Most data files (text corpus, economic indicators, keyword files, feature files) are saved here. We currently have three text corpora and three economic indicators.
- Inaugural (in NLTK, only once in four years)
- SOTUS (State of the Union Speech, once every year)
- Oral (All Oral speeches, all speeches in the same year are concatenated to one corpus)
- GDP growth rate
- Export Index
- Unemployment Rate
Indicators are from 1961 to 2018 (Export is from 1980 to 2018). Because of this, we don't have a lot of data points to work with, especially if you use the inaugural corpus. Please keep this in mind!
- keyword_group.py: Gets groups of keywords from wordnet. Output is keyword_group.json in the Data directory.
- keyword_from_reuters.py: Gets group of keywords from Reuters news dataset. Output is reuters_keywords.json in the Data Directory.
If you decide to start a new approach to finding keywords, please do the following:
- Create new py file in Code directory.
- Make it create a txt or json (your choice) file in the Data directory.
- Add a function to calc_features.py that opens the txt/json file and turns the keywords into a dictionary format. (group name:[list of keywords] format)
- calc_features.py: File for computing features for text. Output is name_scores.json file in the Data directory.

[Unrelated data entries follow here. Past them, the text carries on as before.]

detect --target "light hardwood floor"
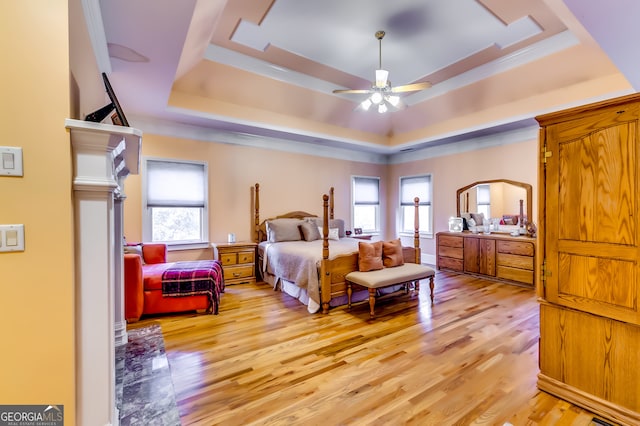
[130,272,616,425]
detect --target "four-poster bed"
[254,183,433,313]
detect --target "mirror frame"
[456,179,533,221]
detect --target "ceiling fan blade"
[333,89,373,93]
[391,81,431,93]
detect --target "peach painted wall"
[124,134,538,260]
[387,139,539,259]
[124,135,387,260]
[0,0,75,425]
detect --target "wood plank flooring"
[130,272,610,426]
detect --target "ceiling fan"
[333,30,431,113]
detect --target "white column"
[113,186,128,346]
[66,120,142,425]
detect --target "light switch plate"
[0,224,24,252]
[0,146,22,176]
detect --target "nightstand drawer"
[211,242,257,285]
[220,251,255,266]
[223,265,254,280]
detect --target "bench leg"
[429,275,434,304]
[369,288,376,318]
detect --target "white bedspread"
[261,238,359,305]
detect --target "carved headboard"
[253,183,334,243]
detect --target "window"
[400,175,433,236]
[143,159,208,245]
[351,176,380,233]
[476,185,491,218]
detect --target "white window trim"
[396,173,435,239]
[141,157,210,251]
[350,175,382,236]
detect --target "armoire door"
[542,103,640,324]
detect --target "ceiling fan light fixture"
[386,96,400,108]
[369,92,383,105]
[376,70,389,89]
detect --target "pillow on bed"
[123,244,145,265]
[358,241,384,272]
[317,226,340,241]
[382,238,404,268]
[267,218,304,243]
[305,217,345,238]
[300,221,322,241]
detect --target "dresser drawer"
[438,246,464,259]
[438,235,464,248]
[222,265,254,280]
[496,265,534,285]
[220,251,255,266]
[498,240,534,256]
[496,252,533,271]
[438,256,464,271]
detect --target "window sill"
[400,232,433,239]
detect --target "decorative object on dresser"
[536,94,640,425]
[436,231,536,287]
[211,241,256,285]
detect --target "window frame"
[142,157,210,250]
[398,173,435,238]
[351,175,381,235]
[476,183,491,219]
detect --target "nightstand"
[211,242,257,285]
[351,234,373,240]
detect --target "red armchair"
[124,243,209,322]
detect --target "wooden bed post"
[413,197,422,265]
[322,194,329,259]
[320,194,333,314]
[253,183,260,243]
[329,186,334,219]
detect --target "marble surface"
[116,325,181,426]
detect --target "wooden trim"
[538,373,640,425]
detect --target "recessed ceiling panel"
[232,0,541,85]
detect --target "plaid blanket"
[162,260,224,314]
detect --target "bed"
[254,183,420,313]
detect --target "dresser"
[536,94,640,425]
[211,242,257,285]
[436,231,536,287]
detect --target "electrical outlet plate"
[0,224,24,252]
[0,146,22,176]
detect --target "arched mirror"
[456,179,533,225]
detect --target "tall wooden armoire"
[536,94,640,425]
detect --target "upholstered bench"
[345,263,436,318]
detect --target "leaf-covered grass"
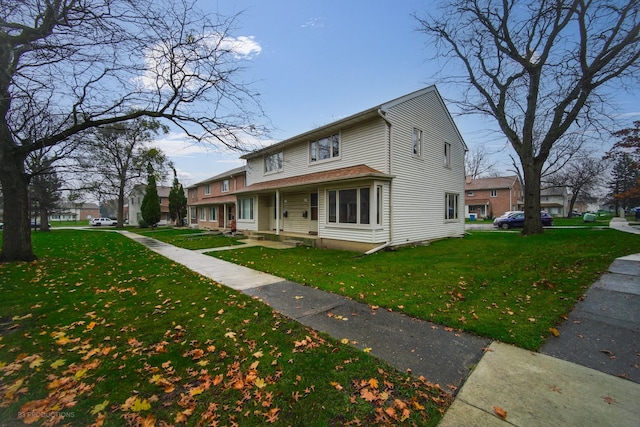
[0,230,450,426]
[130,228,242,249]
[210,228,640,350]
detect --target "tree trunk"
[0,150,36,262]
[522,161,544,236]
[116,182,125,227]
[40,207,51,231]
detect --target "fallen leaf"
[91,400,109,415]
[493,406,507,420]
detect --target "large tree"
[416,0,640,234]
[78,117,168,227]
[0,0,262,261]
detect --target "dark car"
[493,211,553,230]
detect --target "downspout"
[275,189,280,236]
[378,108,393,250]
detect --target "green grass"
[210,228,640,350]
[0,230,450,426]
[130,228,242,249]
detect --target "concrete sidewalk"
[121,226,640,427]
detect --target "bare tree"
[416,0,640,234]
[464,145,498,179]
[0,0,263,261]
[542,155,606,217]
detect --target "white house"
[235,86,467,250]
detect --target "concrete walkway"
[122,219,640,427]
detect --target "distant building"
[124,184,181,226]
[464,175,524,219]
[49,202,100,223]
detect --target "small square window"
[444,142,451,167]
[413,128,422,157]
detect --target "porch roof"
[189,193,236,206]
[236,165,393,194]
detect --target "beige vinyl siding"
[387,91,464,244]
[247,118,389,185]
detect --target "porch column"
[275,190,280,236]
[222,203,227,230]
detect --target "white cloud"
[133,33,262,90]
[300,18,325,28]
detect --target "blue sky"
[159,0,640,186]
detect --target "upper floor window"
[413,128,422,157]
[309,133,340,162]
[444,142,451,167]
[264,151,284,173]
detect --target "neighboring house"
[187,166,246,230]
[124,184,176,226]
[49,203,100,223]
[540,187,571,217]
[230,86,467,250]
[464,175,523,219]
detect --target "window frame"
[443,141,451,168]
[411,127,424,158]
[309,132,342,164]
[326,185,372,227]
[263,150,284,175]
[444,193,460,222]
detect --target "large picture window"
[444,193,458,220]
[327,187,371,224]
[238,197,253,219]
[309,133,340,162]
[264,151,284,173]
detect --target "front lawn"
[0,230,451,426]
[210,228,640,350]
[130,227,242,249]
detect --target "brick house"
[464,175,523,218]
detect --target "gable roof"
[240,85,467,159]
[187,166,246,188]
[464,175,519,190]
[236,165,393,194]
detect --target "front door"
[309,193,318,234]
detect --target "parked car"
[493,211,553,230]
[89,218,118,227]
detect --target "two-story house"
[187,166,246,230]
[464,175,523,219]
[540,187,571,216]
[236,86,467,250]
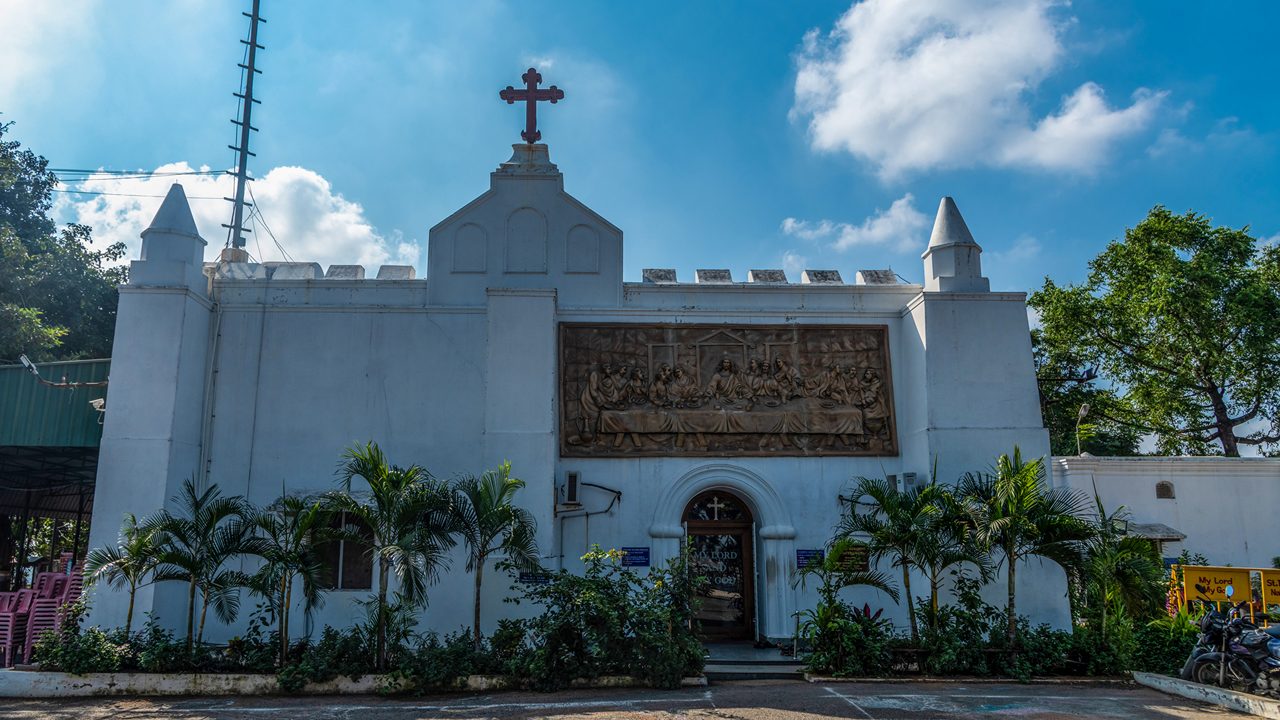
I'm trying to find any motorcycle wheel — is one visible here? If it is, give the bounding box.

- project_dataset.py: Module file for reading text data.
If you decide to add features, please do the following:
- inside calc_features, please define a function that takes the corpus (list of sentences) and the feature_dict (dictionary of feature_names:feature) as input. (It can take other things as inputs too, such as total_len)
- The function should modify the feature_dict by adding your feature name and feature as key/value.
- Go to the function find_features(corpus_dict) and execute your function with the corpus and feature_dict as input.
- lr.py: linear regression using statsmodel library. prints the p-value and R^2 values, also saves all information to a txt file in Results. At the top you can change the STAT_NAME and CORPUS_NAME variable to test for other indicators and corpus.
I think we should keep this part simple as this part is mostly unrelated to our course. This is just to score the performance of the above steps. A smaller p-value (0 - 1, preferably <0.05) and a larger R^2 value (0 - 1, closer to 1) is desirable.